Double intergrals

1. Apr 3, 2005

Kamataat

To calculate the volume of a cylinder that has as its bottom (or top) end the area $D$ in the xy-plane, we divide $D$ into $n$ smaller areas $D_i (i=1;...;n)$. The function $f(x,y)$ is defined at every point $P(x,y)$ of $D$, in short $f(P)$. So, to find the volume $V_i$ that is above an area $D_i$, we use the formula $V_i=f(P_i)\Delta S_i$, where $f(P_i)$ is the height of the cylinder above $D_i$ and $\Delta S_i$ is the area of $D_i$. Now to get the volume of the space above $D$, we calculate $V=\sum_{i=1}^n f(P_i)}\Delta S_i$.

Now this is what I don't understand: How can one get the volume above $D_i$ from just $P_i$? Is it assumed that $f(P_i)$ is constant everywhere for some $D_i$, so that $f(P_i)$ won't have different values depending on where in $D_i$ we choose $P_i$?

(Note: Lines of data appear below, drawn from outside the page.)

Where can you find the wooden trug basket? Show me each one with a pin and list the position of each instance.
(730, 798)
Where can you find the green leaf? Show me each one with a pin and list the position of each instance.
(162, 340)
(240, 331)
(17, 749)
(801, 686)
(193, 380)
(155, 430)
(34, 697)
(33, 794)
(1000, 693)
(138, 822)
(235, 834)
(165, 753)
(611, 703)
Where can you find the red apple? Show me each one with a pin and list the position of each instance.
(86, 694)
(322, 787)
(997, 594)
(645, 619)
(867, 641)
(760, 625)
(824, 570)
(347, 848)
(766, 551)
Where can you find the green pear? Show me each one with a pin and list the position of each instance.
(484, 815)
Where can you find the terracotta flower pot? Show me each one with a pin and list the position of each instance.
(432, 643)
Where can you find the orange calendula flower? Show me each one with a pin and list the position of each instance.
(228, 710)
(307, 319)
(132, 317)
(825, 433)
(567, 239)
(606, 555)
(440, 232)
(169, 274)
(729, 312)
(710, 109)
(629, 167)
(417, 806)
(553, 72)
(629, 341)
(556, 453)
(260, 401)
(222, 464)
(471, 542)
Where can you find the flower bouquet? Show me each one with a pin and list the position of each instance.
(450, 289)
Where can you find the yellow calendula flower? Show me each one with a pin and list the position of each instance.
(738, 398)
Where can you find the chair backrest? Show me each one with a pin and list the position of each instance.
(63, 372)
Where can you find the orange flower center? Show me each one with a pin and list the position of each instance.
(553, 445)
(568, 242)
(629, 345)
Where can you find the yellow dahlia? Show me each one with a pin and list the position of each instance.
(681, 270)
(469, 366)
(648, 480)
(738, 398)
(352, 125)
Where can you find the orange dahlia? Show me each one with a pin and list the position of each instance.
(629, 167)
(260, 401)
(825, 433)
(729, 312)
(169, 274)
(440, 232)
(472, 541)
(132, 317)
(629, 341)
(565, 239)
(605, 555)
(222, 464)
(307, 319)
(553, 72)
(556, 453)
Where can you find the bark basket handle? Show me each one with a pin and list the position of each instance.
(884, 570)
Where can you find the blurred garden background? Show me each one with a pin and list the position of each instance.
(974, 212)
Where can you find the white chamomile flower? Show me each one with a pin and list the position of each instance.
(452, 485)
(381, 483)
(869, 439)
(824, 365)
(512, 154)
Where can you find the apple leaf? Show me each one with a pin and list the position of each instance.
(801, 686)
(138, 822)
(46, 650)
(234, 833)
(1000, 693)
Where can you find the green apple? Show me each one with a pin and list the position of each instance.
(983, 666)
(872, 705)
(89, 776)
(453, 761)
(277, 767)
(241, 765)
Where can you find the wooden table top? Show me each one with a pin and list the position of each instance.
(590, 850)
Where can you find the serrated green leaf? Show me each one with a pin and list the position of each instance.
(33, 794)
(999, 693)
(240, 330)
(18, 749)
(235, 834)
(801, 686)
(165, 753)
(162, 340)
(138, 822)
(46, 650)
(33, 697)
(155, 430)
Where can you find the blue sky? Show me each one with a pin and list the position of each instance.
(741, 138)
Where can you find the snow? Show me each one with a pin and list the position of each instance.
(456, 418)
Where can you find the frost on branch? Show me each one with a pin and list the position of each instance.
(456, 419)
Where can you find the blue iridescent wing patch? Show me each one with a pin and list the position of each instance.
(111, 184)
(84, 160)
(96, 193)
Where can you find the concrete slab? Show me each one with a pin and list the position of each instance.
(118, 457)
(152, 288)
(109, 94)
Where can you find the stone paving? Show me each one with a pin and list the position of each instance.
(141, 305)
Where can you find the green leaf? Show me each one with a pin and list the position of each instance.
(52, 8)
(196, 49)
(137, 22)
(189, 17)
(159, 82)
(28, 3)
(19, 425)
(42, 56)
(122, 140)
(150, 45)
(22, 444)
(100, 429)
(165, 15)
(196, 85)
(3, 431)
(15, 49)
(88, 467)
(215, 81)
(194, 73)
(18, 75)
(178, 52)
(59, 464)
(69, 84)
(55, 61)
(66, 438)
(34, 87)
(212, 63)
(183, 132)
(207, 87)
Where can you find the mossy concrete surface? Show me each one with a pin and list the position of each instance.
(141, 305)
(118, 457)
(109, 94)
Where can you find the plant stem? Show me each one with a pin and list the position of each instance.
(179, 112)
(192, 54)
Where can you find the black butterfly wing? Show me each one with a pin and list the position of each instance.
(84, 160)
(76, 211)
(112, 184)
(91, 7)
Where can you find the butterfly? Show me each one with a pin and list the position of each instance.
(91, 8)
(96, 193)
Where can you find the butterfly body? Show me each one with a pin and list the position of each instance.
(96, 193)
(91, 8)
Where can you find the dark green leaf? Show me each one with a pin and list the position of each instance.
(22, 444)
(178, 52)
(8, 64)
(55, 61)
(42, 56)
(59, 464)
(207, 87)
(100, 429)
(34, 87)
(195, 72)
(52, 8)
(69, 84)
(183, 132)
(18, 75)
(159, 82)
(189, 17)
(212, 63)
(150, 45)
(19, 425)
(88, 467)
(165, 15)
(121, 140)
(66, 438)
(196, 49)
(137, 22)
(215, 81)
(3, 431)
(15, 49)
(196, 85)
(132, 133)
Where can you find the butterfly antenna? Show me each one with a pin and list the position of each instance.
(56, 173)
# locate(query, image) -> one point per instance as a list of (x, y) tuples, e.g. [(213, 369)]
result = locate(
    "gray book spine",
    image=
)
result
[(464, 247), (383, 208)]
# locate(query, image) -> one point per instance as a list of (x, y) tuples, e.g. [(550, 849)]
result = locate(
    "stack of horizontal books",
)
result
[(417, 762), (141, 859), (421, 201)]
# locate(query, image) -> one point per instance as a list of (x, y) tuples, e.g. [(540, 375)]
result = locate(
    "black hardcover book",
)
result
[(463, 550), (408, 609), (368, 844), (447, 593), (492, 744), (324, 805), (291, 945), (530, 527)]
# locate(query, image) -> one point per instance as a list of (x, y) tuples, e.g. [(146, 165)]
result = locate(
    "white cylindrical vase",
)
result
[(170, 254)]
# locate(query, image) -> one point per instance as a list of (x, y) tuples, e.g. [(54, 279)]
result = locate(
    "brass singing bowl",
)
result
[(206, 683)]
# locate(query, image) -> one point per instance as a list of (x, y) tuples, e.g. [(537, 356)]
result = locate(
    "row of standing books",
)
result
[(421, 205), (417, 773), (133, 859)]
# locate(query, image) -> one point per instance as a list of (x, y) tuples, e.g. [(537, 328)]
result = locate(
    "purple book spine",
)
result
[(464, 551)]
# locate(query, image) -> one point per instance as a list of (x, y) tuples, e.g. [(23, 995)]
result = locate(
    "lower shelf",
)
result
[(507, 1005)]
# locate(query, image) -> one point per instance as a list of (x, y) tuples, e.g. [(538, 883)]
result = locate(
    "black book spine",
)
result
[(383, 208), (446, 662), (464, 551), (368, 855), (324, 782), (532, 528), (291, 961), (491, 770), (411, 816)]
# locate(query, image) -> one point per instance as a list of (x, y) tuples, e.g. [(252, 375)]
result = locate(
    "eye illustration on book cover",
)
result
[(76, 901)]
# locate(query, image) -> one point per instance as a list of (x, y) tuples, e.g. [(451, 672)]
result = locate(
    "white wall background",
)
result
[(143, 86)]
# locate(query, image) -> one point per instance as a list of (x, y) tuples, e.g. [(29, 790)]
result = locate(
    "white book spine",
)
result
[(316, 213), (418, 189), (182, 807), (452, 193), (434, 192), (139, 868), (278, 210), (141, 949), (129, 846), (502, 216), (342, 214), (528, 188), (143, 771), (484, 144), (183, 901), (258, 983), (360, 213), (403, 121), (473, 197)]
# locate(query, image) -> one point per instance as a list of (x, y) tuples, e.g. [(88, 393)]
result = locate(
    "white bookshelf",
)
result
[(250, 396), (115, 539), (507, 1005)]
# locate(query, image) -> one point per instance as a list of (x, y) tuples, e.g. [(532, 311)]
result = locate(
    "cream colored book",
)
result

In the definition of the double integral they (the book) say that $n \to \infty$, which is understandable. However, before ever getting to double intergrals, they give the formula for $V$, w/o $n\to\infty$.

2. Apr 3, 2005

quasar987

Well, if the volume you are trying to compute is that of an ordinary cylinder, then f not only IS constant over each Di, f is constant over D, and it is the constant function f(x) = h where h is the height of the cylinder.

So the sum w/o n --> infty does indeed give the exact value of the volume.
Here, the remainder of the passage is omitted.